Chinese Dream 61
Cartoons. Computer-generated smiles
and fixed eyes fill my daughter’s screen, show her
form is content, content form.
She’s over unicorns. Now she plays a child
who always knows best. There’s nothing to fear
except when we near
an evening when the moon’s not giving light,
turning away. It’s late for attitude,
but it’s now that rude
words are a parent’s heritance. Is she white?
Race is something her father has, a way
of arresting play
away from her, in Timothy’s long trail
of ancestors, immigrants, grasping arms
out of elsewhere, of whom she’ll be one. The child is real.
In the bedtime story she tells herself she’s charmed,
just like her own father.
Copyright © 2024 by Timothy Yu.
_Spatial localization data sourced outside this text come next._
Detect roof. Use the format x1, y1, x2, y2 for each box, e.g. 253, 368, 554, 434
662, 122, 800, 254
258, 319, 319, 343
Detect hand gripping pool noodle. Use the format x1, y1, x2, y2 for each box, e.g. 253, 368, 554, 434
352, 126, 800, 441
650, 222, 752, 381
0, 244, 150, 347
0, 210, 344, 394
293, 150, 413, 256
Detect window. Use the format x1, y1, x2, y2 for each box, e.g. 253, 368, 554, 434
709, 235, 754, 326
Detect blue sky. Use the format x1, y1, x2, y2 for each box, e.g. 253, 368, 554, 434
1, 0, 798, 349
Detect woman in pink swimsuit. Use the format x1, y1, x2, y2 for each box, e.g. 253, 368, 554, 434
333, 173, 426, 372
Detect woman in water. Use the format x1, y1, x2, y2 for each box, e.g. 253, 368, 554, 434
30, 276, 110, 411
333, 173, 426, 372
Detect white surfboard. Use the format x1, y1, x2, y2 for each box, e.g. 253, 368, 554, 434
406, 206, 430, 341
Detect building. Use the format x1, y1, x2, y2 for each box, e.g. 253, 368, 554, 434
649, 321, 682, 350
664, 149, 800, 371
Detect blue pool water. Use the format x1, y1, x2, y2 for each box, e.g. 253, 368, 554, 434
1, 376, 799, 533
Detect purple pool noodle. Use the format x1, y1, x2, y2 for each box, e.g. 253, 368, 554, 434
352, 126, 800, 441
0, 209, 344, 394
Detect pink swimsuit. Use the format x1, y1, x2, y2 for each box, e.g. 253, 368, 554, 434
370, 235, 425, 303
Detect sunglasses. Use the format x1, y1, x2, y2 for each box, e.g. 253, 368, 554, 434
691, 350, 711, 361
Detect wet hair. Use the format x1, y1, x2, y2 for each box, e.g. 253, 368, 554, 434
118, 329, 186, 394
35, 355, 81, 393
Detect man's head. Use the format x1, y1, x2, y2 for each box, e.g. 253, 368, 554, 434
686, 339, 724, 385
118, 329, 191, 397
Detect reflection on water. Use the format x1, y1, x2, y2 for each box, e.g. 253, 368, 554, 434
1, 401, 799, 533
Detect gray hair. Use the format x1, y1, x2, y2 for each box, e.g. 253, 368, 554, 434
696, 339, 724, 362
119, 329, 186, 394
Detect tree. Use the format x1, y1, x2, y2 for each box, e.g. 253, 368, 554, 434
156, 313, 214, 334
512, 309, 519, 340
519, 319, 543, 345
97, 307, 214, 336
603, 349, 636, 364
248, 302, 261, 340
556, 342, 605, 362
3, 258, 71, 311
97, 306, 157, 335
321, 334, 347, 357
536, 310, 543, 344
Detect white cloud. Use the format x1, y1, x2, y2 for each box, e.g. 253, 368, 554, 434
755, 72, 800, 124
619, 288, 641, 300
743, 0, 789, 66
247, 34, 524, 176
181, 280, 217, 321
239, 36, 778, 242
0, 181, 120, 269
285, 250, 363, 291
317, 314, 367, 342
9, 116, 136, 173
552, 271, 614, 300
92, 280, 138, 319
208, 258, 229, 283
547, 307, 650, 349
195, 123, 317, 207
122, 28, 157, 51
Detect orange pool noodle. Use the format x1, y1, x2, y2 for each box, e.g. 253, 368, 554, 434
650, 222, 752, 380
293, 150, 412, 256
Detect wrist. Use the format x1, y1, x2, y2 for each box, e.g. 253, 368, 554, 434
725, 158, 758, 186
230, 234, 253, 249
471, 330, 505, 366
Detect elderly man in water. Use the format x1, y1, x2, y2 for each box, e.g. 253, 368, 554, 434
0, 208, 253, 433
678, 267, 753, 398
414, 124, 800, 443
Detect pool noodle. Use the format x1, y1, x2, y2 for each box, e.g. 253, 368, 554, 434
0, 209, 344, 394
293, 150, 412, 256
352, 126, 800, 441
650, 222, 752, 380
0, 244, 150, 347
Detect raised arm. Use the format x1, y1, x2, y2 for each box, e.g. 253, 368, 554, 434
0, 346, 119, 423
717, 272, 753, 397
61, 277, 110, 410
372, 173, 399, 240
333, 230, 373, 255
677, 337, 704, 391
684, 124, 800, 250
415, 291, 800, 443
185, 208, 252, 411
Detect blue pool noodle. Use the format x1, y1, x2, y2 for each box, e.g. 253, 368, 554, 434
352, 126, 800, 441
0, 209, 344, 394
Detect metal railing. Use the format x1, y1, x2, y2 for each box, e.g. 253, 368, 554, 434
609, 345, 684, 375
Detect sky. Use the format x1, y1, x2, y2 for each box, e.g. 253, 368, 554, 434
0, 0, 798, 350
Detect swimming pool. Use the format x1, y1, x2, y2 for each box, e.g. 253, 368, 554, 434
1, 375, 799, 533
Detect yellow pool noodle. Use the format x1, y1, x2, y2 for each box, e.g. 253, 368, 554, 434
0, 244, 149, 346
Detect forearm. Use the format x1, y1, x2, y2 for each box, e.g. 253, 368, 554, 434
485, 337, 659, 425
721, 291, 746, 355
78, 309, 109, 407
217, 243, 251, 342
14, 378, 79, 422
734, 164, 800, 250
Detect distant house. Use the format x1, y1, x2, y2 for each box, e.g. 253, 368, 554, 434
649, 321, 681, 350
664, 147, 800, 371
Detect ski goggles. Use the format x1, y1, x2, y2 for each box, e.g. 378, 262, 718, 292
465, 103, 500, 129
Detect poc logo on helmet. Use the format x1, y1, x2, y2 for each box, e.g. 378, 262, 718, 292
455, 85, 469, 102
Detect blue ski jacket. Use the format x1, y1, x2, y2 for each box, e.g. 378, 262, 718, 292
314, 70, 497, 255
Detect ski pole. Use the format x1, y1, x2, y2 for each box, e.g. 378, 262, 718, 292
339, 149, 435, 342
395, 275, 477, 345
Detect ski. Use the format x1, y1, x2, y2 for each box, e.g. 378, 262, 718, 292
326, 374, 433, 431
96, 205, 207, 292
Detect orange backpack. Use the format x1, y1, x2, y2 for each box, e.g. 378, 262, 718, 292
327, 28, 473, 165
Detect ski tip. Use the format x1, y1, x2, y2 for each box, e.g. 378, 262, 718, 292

Originally published in Poem-a-Day on October 22, 2024, by the Academy of American Poets.
“‘Chinese Dream 61’ is part of a series of rewritings of The Dream Songs of John Berryman, investigating the presumptive whiteness of the confessional subject and the role of racial stereotypes in the confessional legacy. This poem’s speaker muses on his daughter’s racial inheritance: is race something she ‘gets’ from her father? How does it interact with the ever-present influences of media, the weight of family history, and the stories a child tells about herself?”